Free customer samples can come in many forms, including demos, materials, trials, test drives, short-time memberships, guest passes, and so on. Early in my career, my ears perked up whenever I was asked to send a “sample”. Often, this request would happen very early in the process – and I would race to get shipping information to customer service and ask them to send it UPS RED ASAP because this lead was hot, hot, hot. That’s exactly what Sally was doing without making the prospect earn the sample. She was getting “happy ears” because her prospects knew they could get her off their backs by asking for samples or mislead her by asking for small volumes of free stuff they needed.
Sally was not asking deep qualification questions and ended up with a pipeline full of unqualified prospects. This led to a poor year and a sales manager who asked a lot of questions. Sammy did the exact opposite of Sally and sent out very few samples. The difference was Sammy’s policy on samples. Sammy had a great list of questions and made the customer answer them completely and correctly before sending out samples. If he thought the customer didn’t “deserve” the sample, he priced them out at the company minimum order and didn’t make exceptions.

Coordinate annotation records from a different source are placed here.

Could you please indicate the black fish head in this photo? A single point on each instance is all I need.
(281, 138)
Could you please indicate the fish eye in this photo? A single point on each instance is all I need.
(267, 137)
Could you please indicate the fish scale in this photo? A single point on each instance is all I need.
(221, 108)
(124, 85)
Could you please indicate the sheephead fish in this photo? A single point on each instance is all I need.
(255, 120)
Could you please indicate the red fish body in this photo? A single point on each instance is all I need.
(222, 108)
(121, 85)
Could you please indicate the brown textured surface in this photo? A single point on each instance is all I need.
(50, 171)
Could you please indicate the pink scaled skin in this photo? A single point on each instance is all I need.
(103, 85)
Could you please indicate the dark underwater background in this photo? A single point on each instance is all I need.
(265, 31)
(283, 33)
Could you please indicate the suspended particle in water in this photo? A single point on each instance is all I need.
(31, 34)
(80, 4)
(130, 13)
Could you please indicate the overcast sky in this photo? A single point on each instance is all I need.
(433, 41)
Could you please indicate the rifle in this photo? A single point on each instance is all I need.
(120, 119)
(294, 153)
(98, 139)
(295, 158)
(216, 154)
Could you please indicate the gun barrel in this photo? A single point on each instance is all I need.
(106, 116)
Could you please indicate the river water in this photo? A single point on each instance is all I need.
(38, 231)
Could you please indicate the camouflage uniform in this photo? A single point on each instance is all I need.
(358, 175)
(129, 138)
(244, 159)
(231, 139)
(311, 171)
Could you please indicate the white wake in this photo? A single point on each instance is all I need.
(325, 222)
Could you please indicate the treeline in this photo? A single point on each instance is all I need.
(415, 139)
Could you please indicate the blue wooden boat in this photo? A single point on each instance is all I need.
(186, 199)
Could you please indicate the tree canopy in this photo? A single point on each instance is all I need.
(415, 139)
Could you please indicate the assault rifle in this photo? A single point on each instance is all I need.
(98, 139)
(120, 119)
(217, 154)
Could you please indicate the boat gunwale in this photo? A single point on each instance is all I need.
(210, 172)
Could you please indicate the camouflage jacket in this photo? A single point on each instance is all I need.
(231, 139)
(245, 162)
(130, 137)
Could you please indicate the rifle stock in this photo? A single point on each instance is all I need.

At the end of the year, Sally sent almost 10 times as many samples as Sammy and closed only two new significant customers. By comparison, Sammy closed 12 new significant customers who fit the company’s target market very well.
LESSON LEARNED FROM THIS TALE OF THE SALE:
The lesson learned here is short and sweet. The number of samples sent, meetings set, demos given, test drives driven, etc. do not show up on sales reports. Only closed sales and real money from new customers do! If you spend your time on unqualified prospects and use anything less than a rigorous qualification process, you will have limited success in sales. Keep a tight focus on who your real target customers are and the problems they need to have in order for your product to benefit them. If you can do that, you will win – and so will your customers. That’s the key to long-term relationships and repeat customers.